De warme golfstroom van Finistère

Plouescat is een campervriendelijke gemeente: er zijn enkele camperplaatsen aan zee om te overnachten, er is voldoende parkeergelegenheid én er is een mooi zandstrand. Aldus Eric Boudka van het plaatselijke Bureau voor Toerisme. We drinken samen een kop koffie met uitzicht op zee en laten ons bijpraten over het Île de Batz, waar we vanmiddag naartoe gaan, en ontfutselen hem tips over de rest van Finistère, het westelijke departement van Bretagne waar we inmiddels zijn. (Finistère komt van fin des terres, eind van het land.)

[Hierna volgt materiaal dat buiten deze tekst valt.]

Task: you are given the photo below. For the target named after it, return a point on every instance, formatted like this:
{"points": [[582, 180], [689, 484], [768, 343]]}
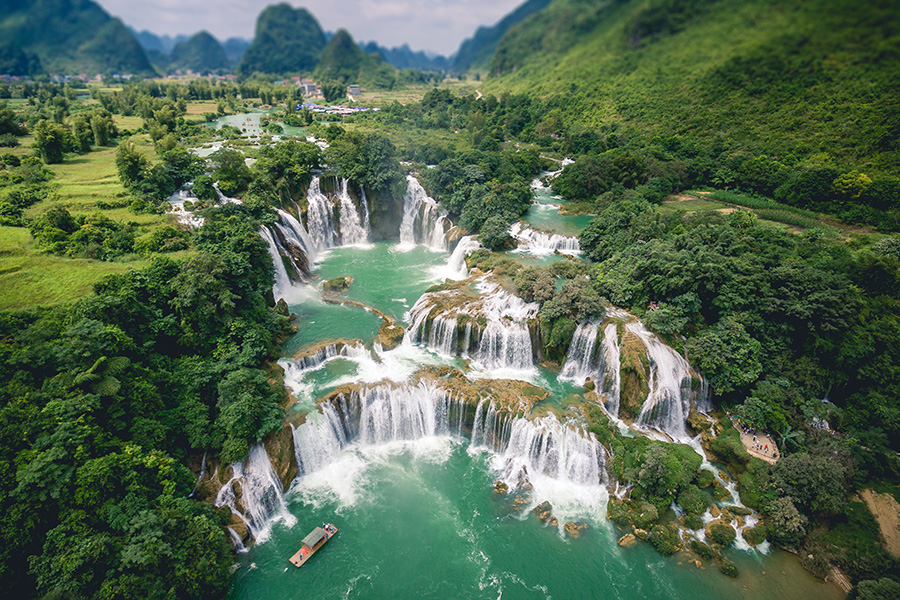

Op weg naar Roscoff komen we langs de Menhir Cam Louis, volgens Eric lang in gebruik als herkenningspunt voor zeelui, als een soort voorloper van de vuurtoren. Trots laat hij ons parkeren in de buurt van de menhir: zie je wel, hier zijn wél parkeerplaatsen voor campers!

De enorme hoeveelheid zeewier op het strand is het gevolg van springvloed, vertelt Eric. Het zeewier wordt op het strand geworpen, en bij het reguliere hoogwater niet mee terug genomen, omdat het verschil tussen vloed en springvloed twee meter bedraagt. (En tussen eb en gewone vloed zeven meter). Maar dat is alleen maar fijn, want van oudsher wordt zeewier voor van alles en nog wat gebruikt. Tegenwoordig vooral in eten en cosmetica, maar vroeger werd het verbrand en werd de soda die dan overbleef toegepast als grondstof voor glas en als meststof.

In het havenstadje Roscoff bezoeken we de Jardin Exotique et Botanique. De eerste spade ging in 1986 de grond in, toen twee botanisch gepassioneerden hier een exotische tuin wilden realiseren en hun krachten bundelden. De tuin ligt op een landtong, en wordt zodoende aan drie kanten omgeven door de zee, en dus ook de warme golfstroom. Dat in combinatie met een fikse haag en een achttien meter hoge rots die beschermen tegen kou en wind, waarbij de rots ook nog eens ’s nachts de overdag opgenomen zonnewarmte afgeeft, zorgt voor een microklimaat waar exotische planten verrassend goed gedijen. Samen met Eric krijgen we een rondleiding van hoofdtuinvrouw Sandrine.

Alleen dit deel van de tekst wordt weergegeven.